No Insurance Coverage to Remove Damaged Tree

In Womick v. West Bend Mutual Insurance, John Womick sustained damage to several of its trees due to a storm that passed through the area. Womick alleged that strong winds broke several tree limbs, but that these broken limbs were still connected to the trees and were left hanging. Womick further alleged that because children play near the area, it was necessary to remove the damaged trees and other debris in order to make his property safe. Expenses to cut down the damaged branches, clean up the area, and remove the cut branches and other debris cost the plaintiff $23,247.18. His property was insured by West Bend Mutual Insurance. The insurer paid the insured $1,000 which is all it claims that Womick was entitled to under the terms of the policy. Womick filed a complaint against the insurer seeking a declaration that the terms of the policy are contradictory and ambiguous and that the ambiguity should be resolved against the insurer, as the drafter of the policy.

The issue before the court was whether the terms of the policy were ambiguous and would provide coverage for the entire amount of $23,247.18 expended by the insured in order to remove the allegedly hazardous, partially felled tree branches from his property.

Covered property, as stated in section I of the property coverages portion of the policy, includes the dwelling (“paragraph A”), other structures (“paragraph B”), and personal property (“paragraph C”). The parties do not contest that the plaintiff’s house is considered the “dwelling.” Paragraph A further states that although the dwelling is covered under the policy, the policy does not cover “land, including land on which the dwelling is located.” Paragraph E under that same section, which lists the additional coverages, states that the insurer will pay the insured’s reasonable expenses for the removal of “[d]ebris of covered property.” Thus, a plain reading of this provision reveals that only debris from the dwelling itself, which would be Womick’s house, would be covered in this instance. Paragraph E of the policy does, provide partial coverage for felled trees, up to a $1,000 limit. The record shows that the insurer already paid the insured the $1,000 for his expenses to remove felled trees from his property. The policy may not specifically define the term “debris”, but it can be clearly determined that only reasonable expenses incurred from removing debris from covered property are reimbursable. It also can be clearly determined that debris from trees or felled trees is not covered property as stated in the policy’s “Property Coverages” section. Therefore, the court found no ambiguity, nor did the court find any ambiguity created by the policy’s lack of a “felled tree” definition, especially considering that Womick already received the maximum amount of reimbursement allowed under the policy for his expenses incurred from removing felled trees from his property.
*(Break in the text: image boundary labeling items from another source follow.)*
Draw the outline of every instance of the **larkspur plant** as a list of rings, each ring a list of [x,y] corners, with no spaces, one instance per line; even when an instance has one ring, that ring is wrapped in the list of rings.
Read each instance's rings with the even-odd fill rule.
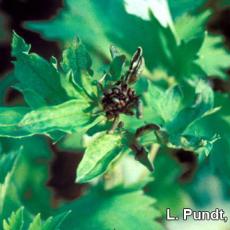
[[[160,2],[140,16],[120,0],[67,0],[51,21],[26,23],[62,41],[60,61],[13,32],[14,69],[0,82],[4,230],[165,229],[166,207],[193,205],[175,153],[189,153],[197,171],[211,162],[229,182],[229,94],[210,78],[228,79],[230,57],[205,31],[210,11],[196,12],[204,1],[168,1],[173,18]],[[18,106],[4,103],[10,86],[23,95]],[[76,182],[87,192],[58,207],[45,186],[49,140],[84,152]]]

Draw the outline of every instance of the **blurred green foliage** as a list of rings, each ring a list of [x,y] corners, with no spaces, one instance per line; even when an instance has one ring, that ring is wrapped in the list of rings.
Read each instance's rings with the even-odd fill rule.
[[[51,20],[27,22],[60,42],[61,60],[45,60],[12,34],[14,69],[0,82],[4,230],[165,229],[166,208],[180,214],[202,203],[194,192],[202,169],[228,191],[229,93],[215,92],[210,79],[229,80],[230,56],[223,38],[206,31],[212,12],[204,0],[139,4],[145,13],[152,9],[147,18],[128,13],[123,0],[66,0]],[[111,44],[118,53],[110,58]],[[126,74],[139,46],[146,68],[131,87],[143,102],[143,118],[122,115],[123,127],[108,133],[101,88]],[[21,104],[5,103],[9,87],[23,95]],[[50,141],[62,151],[84,151],[76,181],[87,182],[87,191],[70,203],[55,205],[46,185]],[[186,185],[179,179],[188,168],[195,179]]]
The court held that no ambiguity existed in the insurance policy issued to the insured and that the insured’s costs to remove damaged tree debris from his property were not covered under the terms of the policy.

Womick v. West Bend Mutual Insurance, 2013 WL 5407209 (Ill.App. 5 Dist.)). (This order was filed under Supreme Court Rule 23 and may not be cited as precedent by any party except in the limited circumstances allowed under Rule 23(e)(1).)